Hbase 0.20: Low Memory Performance Tuning
As promised, though a little later than I'd originally hoped, here is a quick blurb on what I've done to make my fully distributed Hbase instance run with a little bit more stability.
<property> <name>hbase.hregion.max.filesize</name> <value>134217728</value> <description>Default: 268435456</description> </property>
This setting is the maximum file size of a region in any given Hbase table. Setting this to a lower value will inevitably increase the number of regions served, but it seems to help prevent time-outs when dealing with desktop grade hardware. It's a little easier for the system to move around and work with slightly smaller files.
<property> <name>hbase.hstore.compactionThreshold</name> <value>2</value> <description>Default: 3</description> </property>
This setting controls how often a mem store file will be compacted into a full region file. The mem store file is created when a mem store is flushed to disk. Setting this to a lower value, increases the number of compactions you have, but it decreases the amount of time it takes to compact. During my testing, my clients were timing out during compactions, so this setting helped to prevent that.

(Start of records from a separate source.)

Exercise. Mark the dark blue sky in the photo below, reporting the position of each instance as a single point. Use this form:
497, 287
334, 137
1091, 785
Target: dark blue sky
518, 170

<property> <name>hbase.hregion.memstore.flush.size</name> <value>33554432</value> <description>Default: 67108864</description> </property>
This is the mem store mentioned earlier. Once the store reaches the configured size, it is flushed to disk. Setting this value lower gives you your biggest bang for saving memory, as it forces data to disk sooner, and uses less memory overall.
Please experiment with these settings on your own accord. Your results may differ, but for me, these settings made the difference that allowed my very large import to complete without a single failure.